Mr. Peanut may be one of our favorite brand mascots — well, for those who don't suffer from peanut allergies, anyway. The aristocratic legume held a beloved place in pop culture for 104 years before his heroic "death" (via CNBC). Many persons have donned the anthropomorphized peanut suit over the years, but one especially grabbed our attention when he decided to run for mayor over 40 years ago (via Vancouver Sun). And we do mean mayor of the real town of Vancouver, B.C. — not of Peanut Town.

It was a time when politics took itself less seriously. Unlike our currently polarized political arena now with rousing speeches and plentiful insults, Mr. Peanut (full name: Bartholomew Richard Fitzgerald-Smythe, per Mental Floss) didn't say a word.

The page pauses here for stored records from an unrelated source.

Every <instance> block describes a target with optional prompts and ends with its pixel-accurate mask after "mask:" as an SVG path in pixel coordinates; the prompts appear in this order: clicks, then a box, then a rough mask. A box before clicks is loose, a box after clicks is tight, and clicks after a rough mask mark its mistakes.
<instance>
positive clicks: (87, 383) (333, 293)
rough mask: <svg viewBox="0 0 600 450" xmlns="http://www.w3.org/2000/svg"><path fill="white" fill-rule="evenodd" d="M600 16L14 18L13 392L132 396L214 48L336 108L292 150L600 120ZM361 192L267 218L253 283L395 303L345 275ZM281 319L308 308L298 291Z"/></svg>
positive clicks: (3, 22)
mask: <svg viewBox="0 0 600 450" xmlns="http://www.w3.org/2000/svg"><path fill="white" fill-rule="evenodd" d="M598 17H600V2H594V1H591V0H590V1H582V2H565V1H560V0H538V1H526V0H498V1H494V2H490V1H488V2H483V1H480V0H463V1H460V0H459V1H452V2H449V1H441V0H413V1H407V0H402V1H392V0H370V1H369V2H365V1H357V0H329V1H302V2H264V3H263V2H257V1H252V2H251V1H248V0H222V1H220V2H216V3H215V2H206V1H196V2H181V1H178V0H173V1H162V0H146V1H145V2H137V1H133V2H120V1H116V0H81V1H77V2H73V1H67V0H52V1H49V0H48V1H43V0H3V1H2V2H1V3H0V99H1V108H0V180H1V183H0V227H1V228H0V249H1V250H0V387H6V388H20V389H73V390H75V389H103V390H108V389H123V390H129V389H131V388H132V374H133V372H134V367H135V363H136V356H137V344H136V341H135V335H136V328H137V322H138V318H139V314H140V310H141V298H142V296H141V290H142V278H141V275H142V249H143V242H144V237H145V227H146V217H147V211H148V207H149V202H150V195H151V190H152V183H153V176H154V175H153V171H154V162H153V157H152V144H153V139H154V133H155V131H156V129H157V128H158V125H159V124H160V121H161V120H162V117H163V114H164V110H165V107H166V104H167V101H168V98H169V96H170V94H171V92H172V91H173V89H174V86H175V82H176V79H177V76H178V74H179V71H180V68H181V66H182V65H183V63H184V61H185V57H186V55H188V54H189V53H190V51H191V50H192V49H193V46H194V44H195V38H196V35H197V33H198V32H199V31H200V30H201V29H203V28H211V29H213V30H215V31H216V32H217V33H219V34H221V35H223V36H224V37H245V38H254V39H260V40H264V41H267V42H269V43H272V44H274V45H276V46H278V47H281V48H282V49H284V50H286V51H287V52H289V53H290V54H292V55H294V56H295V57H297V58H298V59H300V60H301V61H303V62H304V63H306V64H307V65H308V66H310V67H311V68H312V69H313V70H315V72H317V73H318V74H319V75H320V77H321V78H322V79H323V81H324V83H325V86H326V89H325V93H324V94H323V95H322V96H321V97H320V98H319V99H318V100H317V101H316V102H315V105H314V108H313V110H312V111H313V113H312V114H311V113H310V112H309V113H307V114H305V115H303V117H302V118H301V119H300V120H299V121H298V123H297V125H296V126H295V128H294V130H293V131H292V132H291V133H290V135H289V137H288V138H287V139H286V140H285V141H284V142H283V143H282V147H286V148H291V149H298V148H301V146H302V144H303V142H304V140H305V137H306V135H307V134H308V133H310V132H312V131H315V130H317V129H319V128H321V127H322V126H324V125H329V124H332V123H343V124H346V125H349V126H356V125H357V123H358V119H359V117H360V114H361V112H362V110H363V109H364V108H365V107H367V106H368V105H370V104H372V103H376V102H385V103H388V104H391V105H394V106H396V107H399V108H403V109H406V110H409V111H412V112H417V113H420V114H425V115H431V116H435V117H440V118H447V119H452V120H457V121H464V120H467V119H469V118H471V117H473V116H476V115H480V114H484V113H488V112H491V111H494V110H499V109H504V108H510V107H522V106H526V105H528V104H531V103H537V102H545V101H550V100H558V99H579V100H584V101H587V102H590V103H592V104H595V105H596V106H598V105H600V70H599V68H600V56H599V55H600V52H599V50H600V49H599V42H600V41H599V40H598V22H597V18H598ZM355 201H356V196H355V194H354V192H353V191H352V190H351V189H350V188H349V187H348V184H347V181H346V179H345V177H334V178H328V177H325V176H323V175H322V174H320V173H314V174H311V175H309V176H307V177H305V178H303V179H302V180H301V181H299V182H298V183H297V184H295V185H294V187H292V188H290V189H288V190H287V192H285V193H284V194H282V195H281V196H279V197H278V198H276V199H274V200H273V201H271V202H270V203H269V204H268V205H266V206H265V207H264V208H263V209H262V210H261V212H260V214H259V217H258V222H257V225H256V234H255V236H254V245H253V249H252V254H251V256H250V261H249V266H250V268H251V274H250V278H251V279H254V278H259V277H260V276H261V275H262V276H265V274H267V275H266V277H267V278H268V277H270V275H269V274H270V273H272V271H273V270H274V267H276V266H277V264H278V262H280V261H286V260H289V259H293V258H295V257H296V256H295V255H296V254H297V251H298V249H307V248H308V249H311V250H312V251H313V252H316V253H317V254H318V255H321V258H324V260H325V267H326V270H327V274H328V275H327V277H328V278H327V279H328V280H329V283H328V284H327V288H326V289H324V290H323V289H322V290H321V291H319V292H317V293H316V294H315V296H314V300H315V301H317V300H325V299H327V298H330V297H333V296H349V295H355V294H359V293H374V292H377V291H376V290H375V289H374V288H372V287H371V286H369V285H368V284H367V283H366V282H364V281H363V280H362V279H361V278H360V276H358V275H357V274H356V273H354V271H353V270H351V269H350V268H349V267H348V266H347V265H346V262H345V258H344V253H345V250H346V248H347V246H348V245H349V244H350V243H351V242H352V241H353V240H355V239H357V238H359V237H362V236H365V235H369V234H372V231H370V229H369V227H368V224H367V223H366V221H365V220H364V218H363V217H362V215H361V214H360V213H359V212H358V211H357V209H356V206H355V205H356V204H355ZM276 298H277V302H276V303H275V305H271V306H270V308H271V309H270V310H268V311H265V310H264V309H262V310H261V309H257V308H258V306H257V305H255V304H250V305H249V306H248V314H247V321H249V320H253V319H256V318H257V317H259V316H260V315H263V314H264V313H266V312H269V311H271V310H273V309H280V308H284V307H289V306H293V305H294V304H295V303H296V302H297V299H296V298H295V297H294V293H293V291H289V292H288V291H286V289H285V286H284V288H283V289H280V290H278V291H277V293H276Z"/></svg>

In fact, the political peanut left all his talking to his manager, John Mitchell. Said Mitchell, "The mayoralty election is something everyone is concerned with and, as artists, we can use this as an open arena. I'm sure people are as ready for one nut as they are for the next."

Mr. Peanut is popular

The 1974 political platform was simple, "P for Performance, E for Elegance, A for Art, N for Nonsense, U for Uniqueness and T for Talent" (via Vincent Trasov). Vincent Trasov was the man behind the suit, and as an artist of frequent peanut performance he was also known to draw and make peanut-themed art in many media. The political candidacy with Mitchell played out much like a 20-day touring performance. 

Said famed author William S. Burroughs at the time, "I would like to take this opportunity to endorse the candidacy of Mr. Peanut for mayor of Vancouver. Mr. Peanut is running on the art platform, and art is the creation of illusion. Since the inexorable logic of reality has created nothing but insolvable problems, it is now time for illusion to take over. And there can only be one illogical candidate — Mr. Peanut."

And the results of the election? Trasov as Mr. Peanut received 2,685 votes, for 3.4% of the tally.